MBA Product Test: PNW Components Loam Lever

PNW Components Loam Lever

The popularity of dropper seatposts has exploded in the last few years. All genres of bikes—from hardtails to long travel—are available with droppers as standard equipment, and there are over 20 brands currently available from the aftermarket. With so many options, there are bound to be good and bad in the bunch. If you ended up with a system that isn’t performing to your liking, there is help: PNW Components’ Loam lever.


With the exception of the two RockShox dropper posts on the market—the hydraulic Reverb and the electronic Reverb AXS—the Loam lever is compatible with all mechanical systems. If your post has a wire cable, PNW claims the Loam lever will work. Having tested most droppers, we were excited to give the Loam lever a try.

Tech features:

The Loam Lever is available in three mounting options—a standard hinged clamp that is compatible with all brakes or two direct-mount options that enable attachment directly to a SRAM or Shimano brake lever. Customers will rejoice to learn that the injection-molded pad not only aims to improve thumb-to lever traction but also increases color coordination potential with five color options.

The Loam Lever is comprised of just four CNC-machined aluminum pieces and three small screws. The lever blade rotates on a sealed cartridge bearing, and this simple design is rebuildable, which bodes well for longterm durability.

Field test results:

We’ve used the Loam lever with several different dropper posts. Depending on the system it was paired with, we experienced different advantages related to construction, functionality, and ergonomics.

While personal preferences vary, we’ve found levers mounted below the handlebar—like the Loam lever—to be the easiest and safest to use, as they allow riders to always firmly grip the handlebar; however, it is worth noting that if you’re still using a front derailleur, the Loam lever will only be compatible with a GripShift setup.

In terms of material construction, the Loam lever can be a definite upgrade over systems such as the Specialized Command SRL LE post. Its all-metal construction provides a sturdier and more solid feel over any injection-molded plastic lever. And, the Loam lever’s functionality is smooth and consistent thanks to the use of a sealed cartridge bearing rather than a bushing, which is offered in many stock dropper post’s remote levers, such as the Specialized.

When speaking of ergonomics, the shape of your dropper’s remote lever may be something you haven’t considered much.

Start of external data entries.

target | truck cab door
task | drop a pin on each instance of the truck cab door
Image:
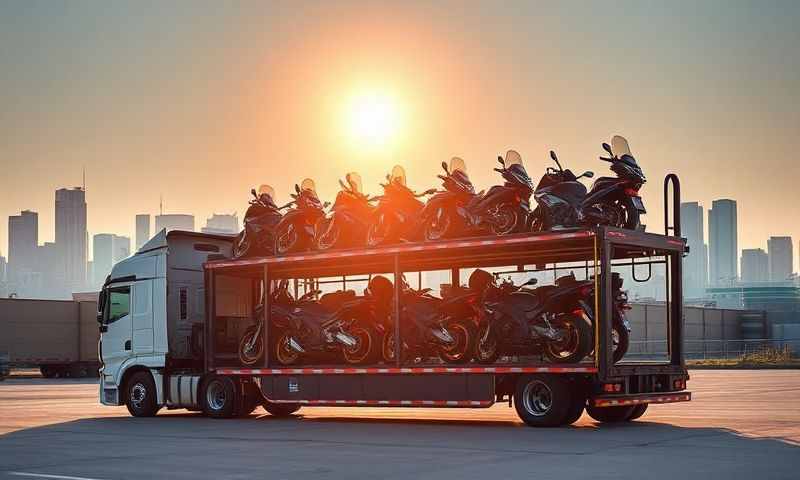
(116, 337)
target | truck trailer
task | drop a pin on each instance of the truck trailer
(57, 336)
(171, 317)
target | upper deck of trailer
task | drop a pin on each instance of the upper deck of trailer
(581, 245)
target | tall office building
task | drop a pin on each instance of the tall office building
(107, 249)
(71, 236)
(222, 223)
(755, 265)
(695, 274)
(722, 242)
(142, 229)
(174, 221)
(23, 237)
(781, 263)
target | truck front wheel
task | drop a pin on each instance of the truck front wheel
(218, 397)
(140, 395)
(542, 400)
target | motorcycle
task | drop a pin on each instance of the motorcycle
(459, 211)
(336, 324)
(431, 326)
(519, 321)
(262, 216)
(563, 200)
(396, 216)
(349, 220)
(295, 232)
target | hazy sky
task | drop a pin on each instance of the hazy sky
(200, 101)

The Loam lever’s blade itself is a fairly flat shape that provides great leverage and pulls the cable with consistent and reliable power; however, our only criticism is that it could use a slightly rounder profile. While we never bashed our knee on it during testing, we could foresee circumstances under which the Loam lever’s square shape could be an issue if it were to make bodily contact—a minor concern, but something to consider for future models.

Having reviewed many posts and levers, we came to appreciate the Loam lever’s adjustability, which allows you to rotate the lever blade upon initial setup to alter the starting contact point. This ability to finetune your remote lever’s functionality can be a game-changer for riders looking to tailor the feel and performance of the cockpit to their exact personal preferences.

Overall, the Loam Lever is a solid upgrade for most mechanical dropper post systems. If you’re often mucking through muddy conditions, the rubber thumb pad delivers on its promise of improved traction. If you’re unhappy or unsure of your current lever’s feel or functionality, we can assure you that the performance of the Loam lever is on par with the best on the market. Price: $69


  • Great construction and functionality


  • Our only criticism is that it could use a slightly rounder profile.

Star Rating



MBA Wrecking Crew-“When paired with the PNW Loam Lever, we couldn’t have been happier with the overall performance of the dropper post system that came on the Marin RZC 2.”